Considering that Crosby has a team of six people handling network services for the newspaper's Seattle headquarters, its print facility and more than a dozen remote offices, he needed a tool that could lower his mean time to
The network services team used to track down network problems by plugging laptops with protocol sniffers into ports on individual network devices to analyze packet traffic. The protocol sniffer would wait for a problem to occur, then look at the packets coming in and out of the device to see if that device was causing the problem. If it wasn't, Crosby's team would move the laptop to the next port on the network and wait for the problem to recur.
"We would do individual captures and bring them all together and look at the captures side by side, which is difficult when you don't have a system that's already aggregating all the data for you and seeing what the potential problems are," he said.
Also, looking at those individual captures side by side was an imperfect method because each one was taken during a different network failure. The Times had no method of tracking packets on all devices at once.
About eight months ago, Crosby purchased the OmniPeek packet analysis tool from WildPackets. He liked its ability to look at multiple devices simultaneously so that he could perform trend analysis across the network and examine how the network sees packets as they flow through the different devices on the network.
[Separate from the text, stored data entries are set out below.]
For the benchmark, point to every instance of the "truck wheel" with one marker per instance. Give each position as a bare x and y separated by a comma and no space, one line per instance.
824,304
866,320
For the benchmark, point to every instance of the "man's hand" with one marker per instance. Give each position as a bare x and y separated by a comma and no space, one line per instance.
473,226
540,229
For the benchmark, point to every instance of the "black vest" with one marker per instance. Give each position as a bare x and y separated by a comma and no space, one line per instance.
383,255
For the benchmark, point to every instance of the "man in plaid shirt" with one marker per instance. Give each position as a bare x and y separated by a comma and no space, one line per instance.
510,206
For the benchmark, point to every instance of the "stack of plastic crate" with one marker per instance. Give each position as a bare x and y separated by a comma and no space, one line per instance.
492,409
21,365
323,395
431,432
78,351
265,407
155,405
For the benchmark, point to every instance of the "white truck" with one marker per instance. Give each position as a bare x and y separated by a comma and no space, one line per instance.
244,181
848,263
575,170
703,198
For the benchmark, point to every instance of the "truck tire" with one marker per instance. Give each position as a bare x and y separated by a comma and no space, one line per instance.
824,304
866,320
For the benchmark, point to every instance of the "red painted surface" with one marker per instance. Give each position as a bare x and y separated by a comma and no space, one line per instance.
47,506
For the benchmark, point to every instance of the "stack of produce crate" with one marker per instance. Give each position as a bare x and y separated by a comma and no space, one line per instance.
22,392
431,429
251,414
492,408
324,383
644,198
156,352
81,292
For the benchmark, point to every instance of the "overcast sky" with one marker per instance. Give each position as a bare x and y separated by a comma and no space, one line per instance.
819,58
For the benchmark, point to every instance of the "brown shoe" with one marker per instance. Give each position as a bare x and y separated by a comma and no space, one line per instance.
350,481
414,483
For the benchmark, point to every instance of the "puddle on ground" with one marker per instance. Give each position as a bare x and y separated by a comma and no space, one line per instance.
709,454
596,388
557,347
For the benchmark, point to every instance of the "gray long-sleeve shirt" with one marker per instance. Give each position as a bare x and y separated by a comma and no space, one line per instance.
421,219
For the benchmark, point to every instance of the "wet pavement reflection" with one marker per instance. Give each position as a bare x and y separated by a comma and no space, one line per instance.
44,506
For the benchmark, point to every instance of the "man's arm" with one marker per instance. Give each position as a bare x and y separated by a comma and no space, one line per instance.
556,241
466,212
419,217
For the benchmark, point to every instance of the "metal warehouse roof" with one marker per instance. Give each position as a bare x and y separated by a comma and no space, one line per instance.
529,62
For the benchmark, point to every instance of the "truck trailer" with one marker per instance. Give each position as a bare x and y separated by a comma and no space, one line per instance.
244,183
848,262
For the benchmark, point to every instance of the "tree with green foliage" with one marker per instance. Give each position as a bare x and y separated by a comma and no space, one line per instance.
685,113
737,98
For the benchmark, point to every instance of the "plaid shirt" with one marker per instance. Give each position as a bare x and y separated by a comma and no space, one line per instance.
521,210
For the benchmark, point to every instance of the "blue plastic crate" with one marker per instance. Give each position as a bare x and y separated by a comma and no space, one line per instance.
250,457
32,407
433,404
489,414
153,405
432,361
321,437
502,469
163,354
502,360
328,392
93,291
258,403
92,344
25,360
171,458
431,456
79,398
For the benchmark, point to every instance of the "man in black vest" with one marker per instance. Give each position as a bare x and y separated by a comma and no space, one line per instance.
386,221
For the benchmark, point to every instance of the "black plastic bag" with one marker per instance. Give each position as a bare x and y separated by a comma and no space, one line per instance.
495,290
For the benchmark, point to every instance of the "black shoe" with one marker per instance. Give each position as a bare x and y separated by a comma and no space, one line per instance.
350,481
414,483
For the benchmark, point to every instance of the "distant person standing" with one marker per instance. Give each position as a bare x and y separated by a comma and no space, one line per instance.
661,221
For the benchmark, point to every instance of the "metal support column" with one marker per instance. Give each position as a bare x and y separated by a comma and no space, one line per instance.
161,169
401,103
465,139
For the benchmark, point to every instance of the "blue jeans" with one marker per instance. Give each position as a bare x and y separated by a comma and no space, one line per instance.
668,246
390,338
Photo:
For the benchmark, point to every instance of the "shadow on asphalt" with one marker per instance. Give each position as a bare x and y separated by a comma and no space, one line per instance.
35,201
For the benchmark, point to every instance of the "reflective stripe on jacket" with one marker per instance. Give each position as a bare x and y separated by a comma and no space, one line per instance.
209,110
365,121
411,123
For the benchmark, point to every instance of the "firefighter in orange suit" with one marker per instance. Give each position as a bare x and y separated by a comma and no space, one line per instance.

In addition to OmniPeek, Crosby's team uses WhatsUp Gold from Ipswitch for network alerts and utilization metrics. It uses CyberGauge to measure bandwidth utilization and Cisco Monitoring, Analysis and Response Systems (MARS) for event correlation.
However, the event correlation offered by MARS wasn't suitable for speeding up Crosby's break-fix process because it only looks at network device logs. Crosby wanted OmniPeek for its ability to examine packets.
"Logs will just be what [network] devices see as a problem, but when you look at packets you can see what hosts and servers see as a problem," he said.
Crosby said a recent problem with the company's FTP server illustrated how much OmniPeek has improved his team's ability to track down network problems. File transfers between the server and a host were failing in what appeared to be a random pattern.
"[FTP] just had this intermittent problem," he said. "It wasn't like every five minutes it occurred, or every half hour. It was just sort of random."
Crosby used OmniPeek to examine packet traffic among the FTP server, the host and the several network devices between them.
"We were looking at packets entering and leaving this particular device and four other devices as well," he said. "We could watch the trace for when the problem occurred and say, OK, through the router the packet looks clean. Through the firewall the packet looks clean. Then it would come through the load balancer and the packet just wouldn't show up."
Crosby said the load balancer was timing out FTP traffic at peak usage because of a configuration problem -- it was configured to time out various types of protocols after a certain amount of time had passed. Crosby said his networking team simply adjusted the timeout period for FTP on the load balancer and the problem was solved.
Solving the FTP problem took Crosby's team about a week. "Maybe that sounds like a long period, but when you have a problem that doesn't crop up on a system on a routine basis, you kind of have to trend it for a little bit. A week is quite short for trending," he said. "If we were using laptops, that would have been a mess. We would have had to put six laptops on there and we would have had to centralize our captures and analyze each capture independently."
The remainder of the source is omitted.